HAINE DE SAINT ANTOINE POUR LES HÉRÉTIQUES ET LES SCHISMATIQUES.

Son attachement à la foi et son zèle pour la religion étaient admirables ; jamais il ne voulut avoir de communications avec les méliciens schismatiques, car il connaissait la persécution qu’ils avaient montrée dès l’origine et il savait comment ils s’étaient séparés de l’Église ; jamais il n’eut de relation amicale avec aucun hérétique, sinon pour tâcher de le ramener au bien, car il croyait et répétait que la fréquentation de tels hommes est la ruine des âmes et la perte du salut. Il avait particulièrement en horreur l’hérésie des ariens ; il exhortait tous les chrétiens à éviter leur société et à fuir leurs erreurs. Quelques-uns des ariens étant allés un jour le voir, Antoine les reconnut, découvrit leur impiété et les chassa de sa montagne en disant que leurs paroles étaient pires que le venin des serpents. Les ariens ayant publié faussement qu’Antoine partageait leurs sentiments, il manifesta la plus vive indignation contre cette imposture ; ensuite étant descendu de la montagne sur l’exhortation des évêques et de tous les frères, il alla à Alexandrie, condamna publiquement les ariens, les appelant les derniers des hérétiques et les avant-coureurs de l’antechrist ; il enseignait au peuple que le Fils de Dieu n’est point une créature, mais le Verbe et la sagesse éternelle du Père. Tous les peuples entendaient avec joie un si grand homme anathématiser l’hérésie ennemie du Christ, et tous les habitants de la ville s’empressaient en foule d’aller voir Antoine. Les païens eux-mêmes et ceux qu’ils appelaient leurs prêtres venaient à l’Église en disant : Nous voulons voir l’homme de Dieu ; car c’est ainsi que tout le monde l’appelait. Le Seigneur, en effet, délivra en cet endroit plusieurs personnes qui étaient possédées du démon, et il en guérit d’autres qui avaient perdu la raison. Beaucoup de païens même désiraient toucher seulement le saint vieillard, persuadés que cet attouchement leur porterait bonheur ; ce qui est certain, c’est que, dans ce peu de jours, un plus grand nombre d’infidèles embrassèrent la religion chrétienne qu’on n’en avait vu dans toute une année.

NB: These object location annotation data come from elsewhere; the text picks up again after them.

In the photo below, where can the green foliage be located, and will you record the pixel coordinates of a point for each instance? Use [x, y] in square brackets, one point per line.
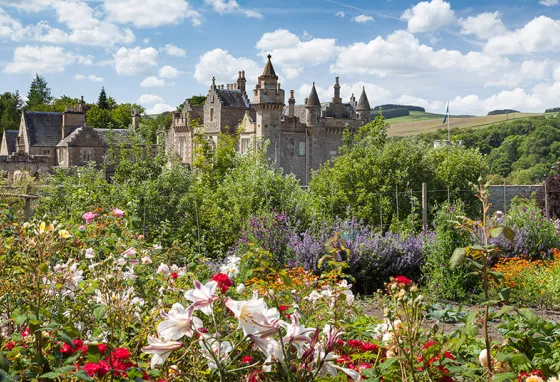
[102, 100]
[39, 93]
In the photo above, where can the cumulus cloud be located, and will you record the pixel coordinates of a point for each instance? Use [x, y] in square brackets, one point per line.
[402, 53]
[428, 16]
[152, 82]
[150, 14]
[149, 99]
[135, 60]
[225, 67]
[541, 34]
[484, 25]
[43, 59]
[172, 50]
[291, 54]
[363, 19]
[231, 6]
[168, 72]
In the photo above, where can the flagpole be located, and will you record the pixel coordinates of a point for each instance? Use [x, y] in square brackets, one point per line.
[448, 123]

IL GUÉRIT UNE FILLE POSSÉDÉE DU DÉMON.

Lorsqu’il s’en retournait et que nous le reconduisions, au moment où nous arrivions à la porte de la ville, une femme se mit à crier derrière nous : Homme de Dieu, attendez-moi ; ma fille est cruellement tentée par le démon ; attendez-moi, je vous en conjure, de peur que je n’expire moi-même en courant après vous. Le vieillard à ces mots et à notre sollicitation s’arrête avec complaisance ; la femme approche, sa fille se roule par terre. Antoine prie, invoque sur elle le nom du Christ, et la jeune fille se relève pleine de santé et délivrée de l’esprit impur. Sa mère bénit Dieu ; tous rendent grâces au Seigneur, et Antoine retourne avec joie vers sa retraite habituelle, à sa chère montagne.
IL CONFOND LES PHILOSOPHES PAÏENS.

Antoine était un homme d’une merveilleuse sagesse ; c’était une chose surprenante de voir tant de finesse et d’intelligence dans un homme sans lettres. Un jour, deux philosophes païens vinrent auprès de lui, s’imaginant pouvoir le convaincre ; il était alors sur la montagne située en deçà du désert. Antoine, reconnaissant à leur visage qui ils étaient, s’avança au devant d’eux et leur dit avec calme : Pourquoi, ô philosophes, avez-vous pris tant de peine pour venir près d’un homme insensé ? Ceux-ci lui ayant répondu qu’il n’était point insensé, mais doué au contraire d’une grande sagesse. Si vous êtes venus, leur dit-il, vers un insensé, votre peine est inutile ; mais si vous pensez que je sois doué de sagesse, soyez comme moi, car on doit imiter ce qui est bien. Si j’allais auprès de vous, je vous imiterai, mais puisque vous venez auprès de moi, soyez comme moi, car je suis chrétien. Ceux-ci, pleins d’admiration, s’éloignèrent, car ils avaient vu les démons craindre Antoine. D’autres philosophes étant venus le trouver sur la montagne située en deçà du désert et croyant le railler de ce qu’il n’avait pas étudié les belles-lettres, Antoine leur dit : Qu’est-ce qui est préférable suivant vous, est-ce l’intelligence ou les belles-lettres ? Ceux-ci répondirent que c’était l’intelligence et qu’elle était l’inventrice des belles-lettres. Tous les assistants ainsi que les philosophes furent frappés de ces paroles ; ils s’en allèrent, étonnés de voir dans un homme illettré une si grande sagesse. En effet, après avoir passé sa vie sur la montagne jusqu’à sa vieillesse, Antoine n’avait pas un caractère sauvage ; au contraire, il était gracieux, poli et sa conversation était assaisonnée d’un sel divin ; aussi personne ne lui portait envie, au contraire, il gagnait l’affection de tous ceux qui venaient le voir.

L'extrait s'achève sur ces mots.